それに対して、過去に得るものが少ない泥沼の宗教戦争を経験した西方諸国は未だ動く気配が無いとあった。
「何気にうちの国もアトス内乱で無駄に将兵を失ってるから……」
「うん、お母さんから聞いた事あるよ。戦争ダメ、ゼッタイ」
基本、冒険者や学者は移動の自由などが阻害される戦争を嫌うので、その両方に当てはまるミュリエルは表情を曇らせ、釣られてエルネスタも憂鬱な溜息を吐いた。
「幼少期のアレクシウス王を可愛がっていた従姉のフィオネ様がね…… 厄介な事に縁あって向こうの寵臣に嫁いでいるんだよぅ」
「そこで話が繋がるんだな」
「うん、本題だけどね…… 従姉君と娘さんを密かに国元まで疎開させたいの」
人の良いリアスティーゼ王らしい考えだが……
「嫁ぎ先の了承は?」
「此処に親書があるよ」
すっと懐から取り出した王家の刻印入り封書をエルネスタがテーブルに載せる。
「もし、先方が理解を示してくれた場合でも道中の護衛が必要だし、生半可な使い手じゃ王が納得しないから、弓兵殿やコボルトの皆にお願いしたいんだけど……」
因みに妹とバスター、後は獣化できるランサーなら引き連れて行けない事は無いとしても、群れや幼馴染たちの同意と報酬次第だろう。
「陸路と船で往復するだけでも三ヶ月以上掛かるんだ、相応の対価が必要だぞ?」
「ちゃんと用意してるよ、王国男爵位と君らの土地、件の従姉君はフェリアス公の妹でもあるからね。公爵からの了承と依頼も含んでいるの」
つまり、上手くいけば表向き領民が殆ど存在しない聖域指定された森と周辺の土地を持つ、奇妙な狼犬人の貴族が出来上がる訳だな……
「ミュリエルと番うなら、爵位もあった方が良いでしょう」
「う~、でも引き受けたら、暫く会えなくなっちゃうよね……」
ハーブティーが入った陶器のカップを両手で持ち、ちびちびと啜りながら視線を送ってくるミュリエルを一度見遣り、話に齟齬が無いかを考える事も含めて瞑目する。
(引き留めてくれるのは嬉しいが、旧祖国の土を踏みたい気持ちは誤魔化し難い)
少し長い逡巡の後、数日は中核都市に留まるというエルネスタから親書を預かり、俺は話を集落へ持ち帰ることにした。
なお、彼女の依頼を受けてアルメディアへ赴く事に対し、仔ボルトらが気になるアックスは否定的だったが…… 王都で人族が持つ数の脅威を感じていたブレイザーは土地領有に興味を持ち、退屈凌ぎだというバスターと妹狐の二人も賛成を示す。

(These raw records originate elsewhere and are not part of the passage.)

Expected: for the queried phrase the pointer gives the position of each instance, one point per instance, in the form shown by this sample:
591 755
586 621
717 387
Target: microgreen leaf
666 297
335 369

どちらでも良さげなランサーを加え、さらに集落の皆で相談をした結果…… アックスとブレイザーの二匹を集落に残して、残り四匹で旅に出ることが決まった。
中核都市にて王室からの依頼を引き受け、路銀なども受け取った俺達は東方行きの船便がある近隣国の港町目指し、南方へ延びる旅路を進んでいく。